Under what conditions would you accept that there is no God / that there was no miracle here / that no supernatural beings showed their presence in this case? The problem of your thinking is that it is fail-safe. You have presupposed the answer to this problem and are willing to do whatever it takes to make this answer sound plausible.

I would like to ask a similar question here, though in the other direction. Under what conditions would a naturalist accept the incorrectness of their position? What conditions would be necessary to accept that the supernatural exists AND has influenced or does influence the natural?

In their advocacy of their worldview, atheists sometimes say:

The view that atheists believe that there is no God is incorrect. Atheism is the null hypothesis, not a claim. Atheists only claim that there is insufficient evidence to accept that there is God.

Thus it would seem that rationalists do not presuppose the lack of the supernatural.

However, quoting the Wikipedia article about Historicity and origin of the resurrection of Jesus:

Post-Enlightenment historians work with methodological naturalism, and therefore reject miracles as objective historical facts.
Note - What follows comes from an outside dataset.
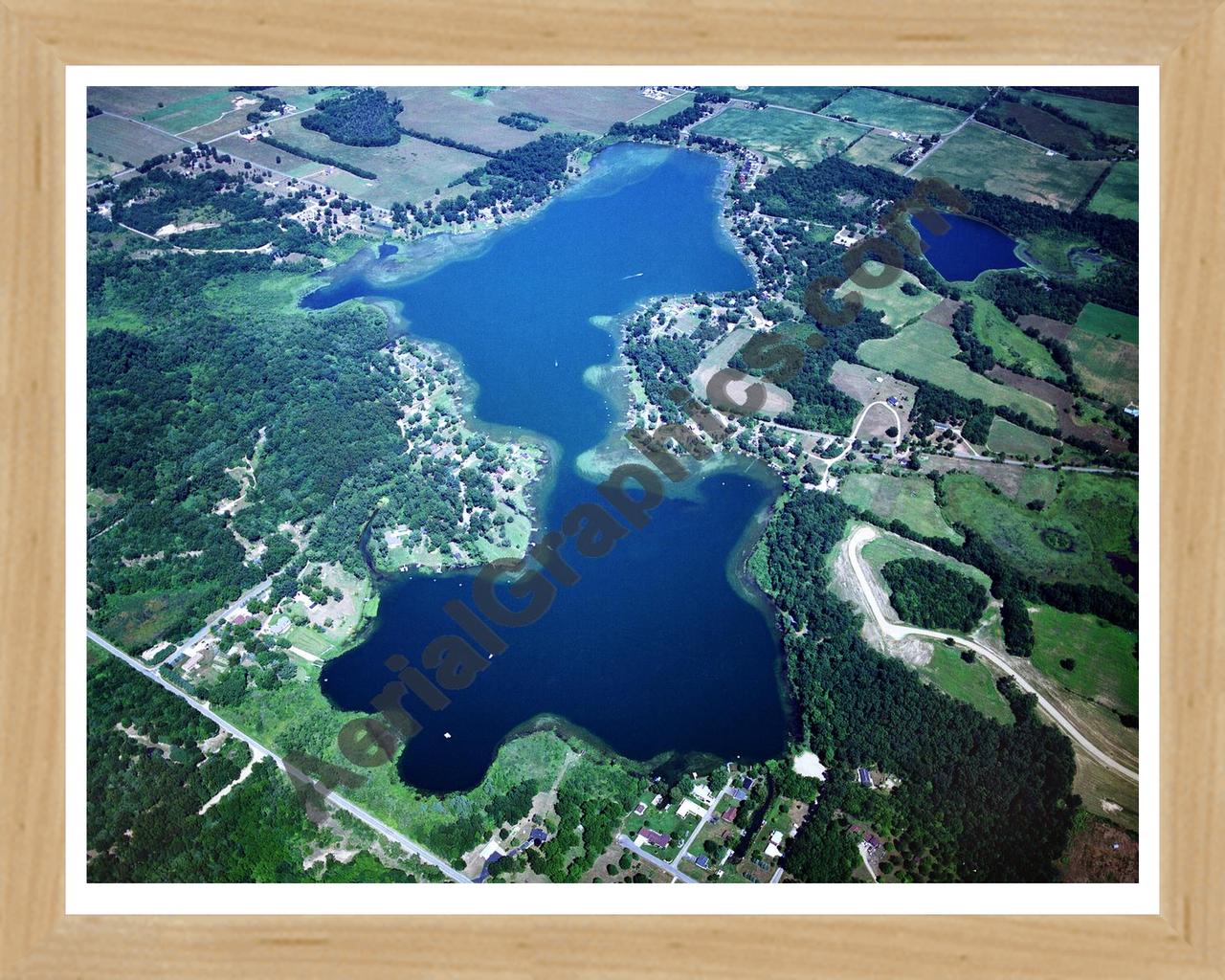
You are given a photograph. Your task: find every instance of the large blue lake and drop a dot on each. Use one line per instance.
(968, 248)
(657, 651)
Furthermore, from another Wikipedia article, Naturalism (philosophy)§Methodological naturalism:

Steven Schafersman states that methodological naturalism is "the adoption or assumption of philosophical naturalism within the scientific method with or without fully accepting or believing it ... science is not metaphysical and does not depend on the ultimate truth of any metaphysics for its success, but methodological naturalism must be adopted as a strategy or working hypothesis for science to succeed. We may therefore be agnostic about the ultimate truth of naturalism, but must nevertheless adopt it and investigate nature as if nature is all that there is."

(...)

Schafersman asserts that "while science as a process only requires methodological naturalism, I think that the assumption of methodological naturalism by scientists and others logically and morally entails ontological naturalism", and "I maintain that the practice or adoption of methodological naturalism entails a logical and moral belief in ontological naturalism, so they are not logically decoupled."

This is a significantly different position. Here we presuppose the lack of supernatural influences on the natural and do everything it takes to interpret the reality in such a way that we may maintain the correctness of naturalism. In this view naturalism seems just as unfalsifiable as many religious claims. This brings the suspicion of naturalists' detachment from reality: regardless of what the truth may be and regardless of what is happening around them, they will keep believing in naturalism.
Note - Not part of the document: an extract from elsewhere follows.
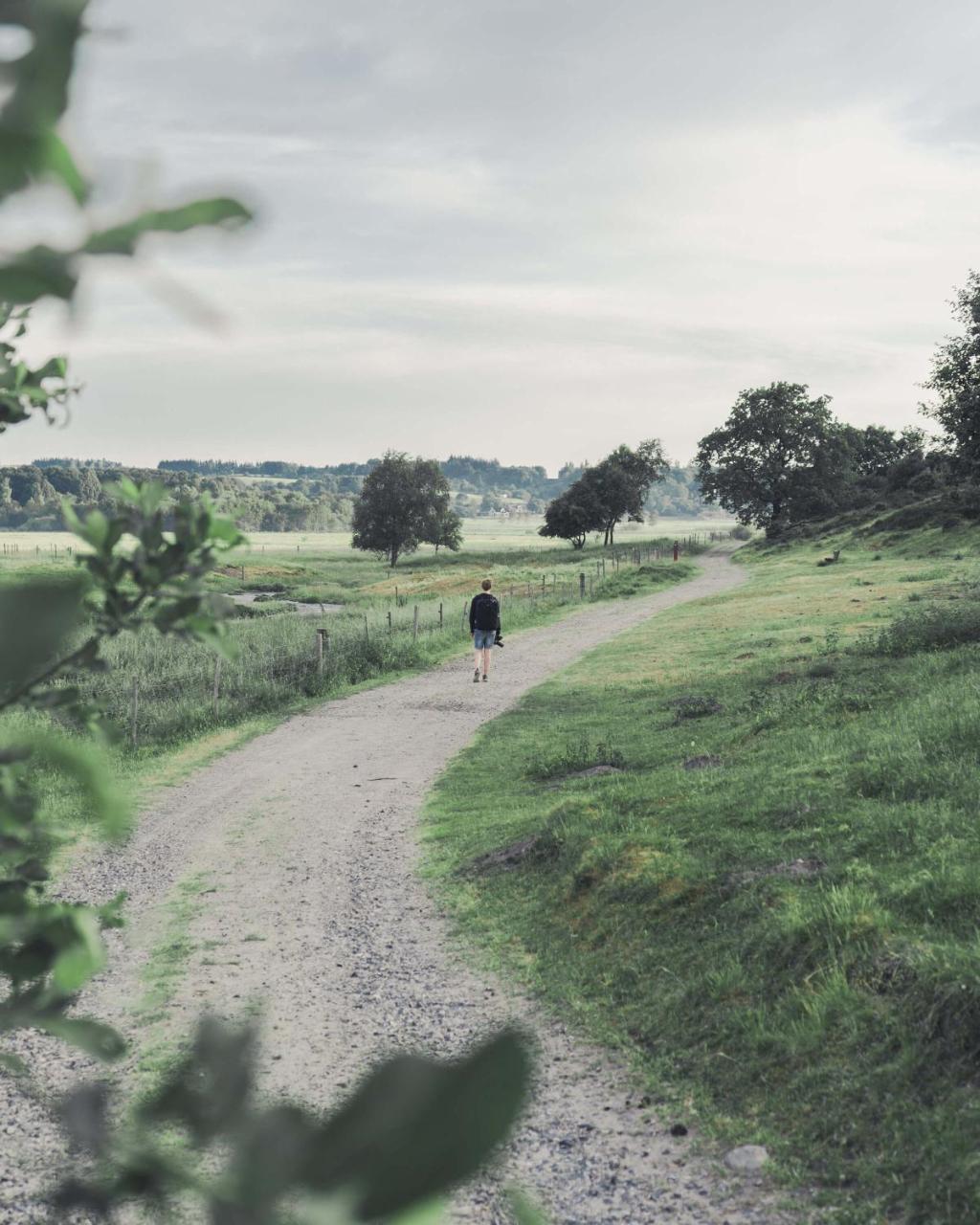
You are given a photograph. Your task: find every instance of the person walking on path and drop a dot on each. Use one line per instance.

Superficially, it would seem to me that the correct, rational, open-minded position is to not presuppose the supernatural, but do not apriorically reject them either. Thus, whenever there is evidence for something strange happening, we should first seek natural explanations; but if we fail to explain the situation naturally, we admit the hypothesis that this even is/was supernatural, until natural explanations become available.

This view of mine has been challenged. For example:

I am concerned about the false dichotomy being offered by the question: The only options given are: either the child's recovery is completely understood by modern science, with many known examples OR the recovery was entirely due to a single appeal to God by his mother.

(source: Oddthinking's comment under my question Did a hypothermic, clinically dead boy revive in response to prayer defying “every expert, every case history, and every scientific prediction”?)

Furthermore, this view seems dangerously close to the (in)famous God of the gaps principle, rejected not only by rationalists and scientists, but by many theologians as well. Finally, it can be argued that the view I presented has not, historically, been useful in advancing knowledge.

But the only alternative I can see is to unfalsifiably, apriorically reject the supernatural in a most close-minded manner.

I must be missing something here.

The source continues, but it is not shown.